Holiday hathos from Lapham & Huffington

laphamCoverI've spent a few weeks now pondering what it is in the temperament of Lewis Lapham, the soon-retiring editor of Harper's, that prompts him to devote the December issue's cover to an essay celebrating "Jesus without the Miracles." In a recent feature for New York magazine, Kurt Andersen helps explain Lapham's influence on Harper's for much of the past 30 years:

It's often a good magazine; it just hasn't been a "hot" magazine for a long time. Its bigger glossy-intellectual rivals, The New Yorker and The Atlantic, have managed to achieve moments of heat during the last decade, in part by getting youngish new editors-in-chief.

And also, maybe, because they've seemed less single-mindedly partisan and smug. In fact, most of Harper's is not fusty and Euro-lefty, Lapham's "Notebook" column notwithstanding. But because his 2,500-word essays lead each issue, they tend to color one's sense of the whole magazine. And they all amount to pretty much the same contemptuous, Olympian jeremiad: The powers-that-be are craven and monstrous, American culture is vulgar and depraved, the U.S. is like imperial Rome, our democracy is dying or dead. All of which is arguably true. But, jeez, sometime tell me something I didn't know, show a shred of uncertainty and maybe some struggle to suss out fresh truth. "Everything I've written," he says, "is a chronicle of the twilight of the American idea." He seems so committed to the decline-and-fall critique, and so supremely uninterested in the novelties and nuances of everyday life and culture, it's hard to take his gloom altogether seriously.

AriannaHuffington2Remember the days when people worried about Ted Turner buying out CBS News because of his excessive right-wing sympathies? Like Turner, Arianna Huffington is a celebrity whose ideological about-face is enough to induce vertigo.

In the December Vanity Fair, Suzanna Andrews helps explain Huffington's political (and theological) identities. Andrews spends more time on Huffington's politics than on her religious beliefs, but the details she does report are as high-energy as one of Huffington's appearances on a talk show:

• There were, to be sure, aspects of the new HuffPost [blog] that invited ridicule: incoherent blogs from celebrities including Seinfeld star Julia Louis-Dreyfus; Deepak Chopra's cryptic admonition that death was not to be feared, because "you are dead already"; and Huffington's own post on the female orgasm, which she declared to be "so complex and strange it could only have come from God." Wouldn't it be "delicious," she wrote, "if the female orgasm were the thing that tips the scales in favor of the Intelligent Design crowd?"

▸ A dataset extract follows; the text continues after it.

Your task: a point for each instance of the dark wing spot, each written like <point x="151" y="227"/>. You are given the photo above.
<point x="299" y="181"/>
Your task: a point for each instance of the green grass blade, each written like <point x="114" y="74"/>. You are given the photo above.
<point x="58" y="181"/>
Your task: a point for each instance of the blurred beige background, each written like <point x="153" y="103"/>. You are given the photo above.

• Success at such an early age, she recalls, brought on feelings of anxiety and emptiness. "Certain there was something else," Arianna embarked on a period of spiritual searching. She read the writings of psychoanalysts Sigmund Freud and Carl Jung, and of Yogi Sri Aurobindo and various mystical philosophers. She did dream analysis, explored the New Age programs est and Lifespring, walked on hot coals with the life coach Tony Robbins, and got involved with a mystic who claimed to be channeling a 3,000-year-old man. "I began to see," Huffington says, "how basically for people to find themselves spiritually there had to be an element of service, a dedication to something more than ourselves." The result of this was her second book, After Reason, a densely written treatise that argued for the need to integrate spirituality into modern politics. Attacking the "bankruptcy of Western political leadership," and describing politics as "our hypnotized acquiescence in this organized sham," the book called for a "spiritual revolution" in Western democracies. Nothing less, she wrote, could save "individual freedom" in a culture where "the 'pursuit of happiness' has been reduced today to the pursuit of comfort."

• And then there was John-Roger. The press went wild with the allegation that Arianna had been, since the late 1970s, a minister in the guru's Church of the Movement of Spiritual Inner Awareness (MSIA). A New Age spiritualist whose seminars and books advance a regimen of therapy, positive thinking, and rigorous self-improvement, John-Roger was also believed by his followers to embody the "Mystical Traveler Consciousness," which inhabits God's chosen one on earth. It was never clear whether Arianna believed, as many of John-Roger's adherents did, that he was the personification of God and that he could read her mind, heal her illnesses, and even endow her with the power to change the weather. Over and over, she obfuscated as the press dogged her with questions about John-Roger, whom ex-followers accused in the press of mind control, electronic eavesdropping, and sexually coercing his male acolytes. Several former adherents also said that John-Roger had almost completely controlled Arianna, financing her lavish lifestyle in New York in return for introductions to her powerful friends, guiding her through her courtship with Huffington (she allegedly called him after each date "to see what God would do next"), and instructing her to marry Huffington for his money. When asked about John-Roger, Arianna denied these allegations and claimed that he was just a friend, and that she knew very little about his teachings. "I have not spent many years in his training," she told Vanity Fair in 1994. "Nobody's been a guru to me."